A Grasp Pose is All You Need: Learning Multi-fingered Grasping with Deep Reinforcement Learning from Vision and Touch
Federico Ceola, Elisa Maiettini, Lorenzo Rosasco, Lorenzo Natale
TL;DR
The paper tackles the challenge of dexterous multi-fingered grasping with high DoFs by introducing G-PAYN, a DRL-based method for the iCub hand that leverages automatically collected demonstrations and an external grasp pose to bootstrap learning. It trains a policy using Soft Actor-Critic on a rich state that fuses RGB vision, tactile sensing, and proprioception, with a reward that encourages both successful grasping and constructive intermediate states.
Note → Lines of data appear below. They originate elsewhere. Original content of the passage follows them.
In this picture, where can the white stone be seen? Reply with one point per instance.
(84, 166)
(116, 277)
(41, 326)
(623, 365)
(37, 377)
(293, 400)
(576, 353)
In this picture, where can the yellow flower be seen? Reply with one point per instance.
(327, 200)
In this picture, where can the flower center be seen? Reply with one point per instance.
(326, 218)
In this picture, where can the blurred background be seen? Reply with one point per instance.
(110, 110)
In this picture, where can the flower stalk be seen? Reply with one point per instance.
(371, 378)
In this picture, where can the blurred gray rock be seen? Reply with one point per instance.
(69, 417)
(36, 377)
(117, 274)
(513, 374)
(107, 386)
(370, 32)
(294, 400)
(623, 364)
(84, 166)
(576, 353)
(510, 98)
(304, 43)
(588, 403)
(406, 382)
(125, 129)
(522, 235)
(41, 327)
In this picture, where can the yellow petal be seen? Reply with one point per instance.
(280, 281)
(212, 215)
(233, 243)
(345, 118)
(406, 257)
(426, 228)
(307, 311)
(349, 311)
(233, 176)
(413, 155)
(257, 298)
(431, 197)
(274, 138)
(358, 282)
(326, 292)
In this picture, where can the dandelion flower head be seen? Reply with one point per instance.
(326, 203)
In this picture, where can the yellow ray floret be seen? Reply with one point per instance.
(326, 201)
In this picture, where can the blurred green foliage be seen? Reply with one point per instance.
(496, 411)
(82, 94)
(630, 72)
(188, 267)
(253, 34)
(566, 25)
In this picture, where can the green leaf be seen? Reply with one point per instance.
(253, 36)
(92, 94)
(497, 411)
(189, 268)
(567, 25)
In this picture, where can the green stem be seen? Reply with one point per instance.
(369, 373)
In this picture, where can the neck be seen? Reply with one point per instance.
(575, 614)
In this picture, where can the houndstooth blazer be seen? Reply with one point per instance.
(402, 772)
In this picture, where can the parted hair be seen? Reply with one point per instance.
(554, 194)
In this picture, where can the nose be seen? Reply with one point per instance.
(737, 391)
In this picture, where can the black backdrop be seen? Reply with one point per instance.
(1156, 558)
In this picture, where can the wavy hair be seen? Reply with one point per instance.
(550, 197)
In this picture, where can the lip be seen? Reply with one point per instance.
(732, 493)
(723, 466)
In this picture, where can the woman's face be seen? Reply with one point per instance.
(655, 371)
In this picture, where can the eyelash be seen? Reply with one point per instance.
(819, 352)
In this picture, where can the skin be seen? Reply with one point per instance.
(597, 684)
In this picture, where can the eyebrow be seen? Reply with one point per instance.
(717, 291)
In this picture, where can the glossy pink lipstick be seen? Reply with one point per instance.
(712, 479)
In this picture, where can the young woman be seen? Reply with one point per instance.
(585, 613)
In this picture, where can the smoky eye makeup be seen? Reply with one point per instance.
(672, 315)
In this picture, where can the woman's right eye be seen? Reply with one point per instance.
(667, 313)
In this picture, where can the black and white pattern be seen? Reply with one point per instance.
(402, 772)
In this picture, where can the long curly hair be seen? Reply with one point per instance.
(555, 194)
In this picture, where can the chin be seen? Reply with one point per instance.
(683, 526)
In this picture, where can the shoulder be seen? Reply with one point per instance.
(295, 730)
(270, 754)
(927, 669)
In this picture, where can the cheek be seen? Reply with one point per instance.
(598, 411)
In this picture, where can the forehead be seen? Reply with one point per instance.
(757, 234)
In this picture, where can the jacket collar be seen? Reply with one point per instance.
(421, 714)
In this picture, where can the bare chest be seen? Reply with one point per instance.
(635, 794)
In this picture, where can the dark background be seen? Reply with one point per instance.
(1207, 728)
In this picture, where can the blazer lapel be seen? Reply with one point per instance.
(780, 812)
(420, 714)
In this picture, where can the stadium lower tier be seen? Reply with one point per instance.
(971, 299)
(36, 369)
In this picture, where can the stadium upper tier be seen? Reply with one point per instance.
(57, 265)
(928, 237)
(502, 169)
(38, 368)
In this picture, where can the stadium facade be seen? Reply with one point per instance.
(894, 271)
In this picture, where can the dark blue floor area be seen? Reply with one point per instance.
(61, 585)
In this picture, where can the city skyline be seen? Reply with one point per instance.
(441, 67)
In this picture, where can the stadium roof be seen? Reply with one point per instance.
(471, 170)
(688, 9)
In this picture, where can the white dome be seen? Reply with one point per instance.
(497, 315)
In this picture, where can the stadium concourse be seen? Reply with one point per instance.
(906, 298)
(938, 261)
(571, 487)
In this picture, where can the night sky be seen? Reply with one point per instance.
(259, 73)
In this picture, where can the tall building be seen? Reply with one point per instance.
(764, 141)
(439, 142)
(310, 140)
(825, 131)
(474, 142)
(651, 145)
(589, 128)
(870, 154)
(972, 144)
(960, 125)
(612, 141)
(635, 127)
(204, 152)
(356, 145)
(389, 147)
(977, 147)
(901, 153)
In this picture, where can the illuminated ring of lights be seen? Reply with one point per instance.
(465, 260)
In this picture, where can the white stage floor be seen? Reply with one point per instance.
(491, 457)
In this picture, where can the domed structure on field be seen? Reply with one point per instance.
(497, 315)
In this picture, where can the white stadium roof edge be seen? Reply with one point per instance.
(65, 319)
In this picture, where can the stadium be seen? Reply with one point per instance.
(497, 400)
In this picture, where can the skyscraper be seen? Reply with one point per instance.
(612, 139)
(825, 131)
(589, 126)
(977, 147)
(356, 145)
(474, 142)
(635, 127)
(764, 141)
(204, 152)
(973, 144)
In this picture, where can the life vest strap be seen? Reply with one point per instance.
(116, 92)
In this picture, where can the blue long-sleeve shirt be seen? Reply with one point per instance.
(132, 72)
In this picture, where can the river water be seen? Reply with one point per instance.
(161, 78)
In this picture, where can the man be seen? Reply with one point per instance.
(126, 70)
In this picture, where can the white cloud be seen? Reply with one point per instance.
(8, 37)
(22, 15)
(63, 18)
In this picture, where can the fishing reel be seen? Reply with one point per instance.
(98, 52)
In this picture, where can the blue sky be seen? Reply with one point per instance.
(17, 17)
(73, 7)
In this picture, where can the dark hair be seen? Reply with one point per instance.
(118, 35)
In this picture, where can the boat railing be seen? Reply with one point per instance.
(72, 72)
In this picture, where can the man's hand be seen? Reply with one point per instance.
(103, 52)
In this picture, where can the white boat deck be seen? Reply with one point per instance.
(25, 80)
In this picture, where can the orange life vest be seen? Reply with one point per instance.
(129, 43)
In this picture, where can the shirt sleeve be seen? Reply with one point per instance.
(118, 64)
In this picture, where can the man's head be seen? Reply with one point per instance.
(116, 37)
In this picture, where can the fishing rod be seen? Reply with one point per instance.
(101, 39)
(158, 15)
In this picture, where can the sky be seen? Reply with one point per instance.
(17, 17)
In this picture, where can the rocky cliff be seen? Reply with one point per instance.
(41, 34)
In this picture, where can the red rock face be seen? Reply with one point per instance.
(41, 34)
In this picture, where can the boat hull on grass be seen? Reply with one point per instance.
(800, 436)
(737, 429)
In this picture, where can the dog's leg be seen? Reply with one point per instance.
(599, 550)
Empirical results in MuJoCo across five YCB-Video objects show that G-PAYN outperforms strong DRL baselines and often surpasses the demonstration pipeline, achieving faster, more robust grasping and lift actions. The approach reduces the demonstration burden, demonstrates effective sim-to-real transfer potential, and lays groundwork for further speedups and real-world deployment, with code released for reproducibility.
Abstract
Multi-fingered robotic hands have potential to enable robots to perform sophisticated manipulation tasks. However, teaching a robot to grasp objects with an anthropomorphic hand is an arduous problem due to the high dimensionality of state and action spaces. Deep Reinforcement Learning (DRL) offers techniques to design control policies for this kind of problems without explicit environment or hand modeling. However, state-of-the-art model-free algorithms have proven inefficient for learning such policies. The main problem is that the exploration of the environment is unfeasible for such high-dimensional problems, thus hampering the initial phases of policy optimization. One possibility to address this is to rely on off-line task demonstrations, but, oftentimes, this is too demanding in terms of time and computational resources. To address these problems, we propose the A Grasp Pose is All You Need (G-PAYN) method for the anthropomorphic hand of the iCub humanoid. We develop an approach to automatically collect task demonstrations to initialize the training of the policy. The proposed grasping pipeline starts from a grasp pose generated by an external algorithm, used to initiate the movement. Then a control policy (previously trained with the proposed G-PAYN) is used to reach and grab the object. We deployed the iCub into the MuJoCo simulator and use it to test our approach with objects from the YCB-Video dataset. Results show that G-PAYN outperforms current DRL techniques in the considered setting in terms of success rate and execution time with respect to the baselines. The code to reproduce the experiments is released together with the paper with an open source license.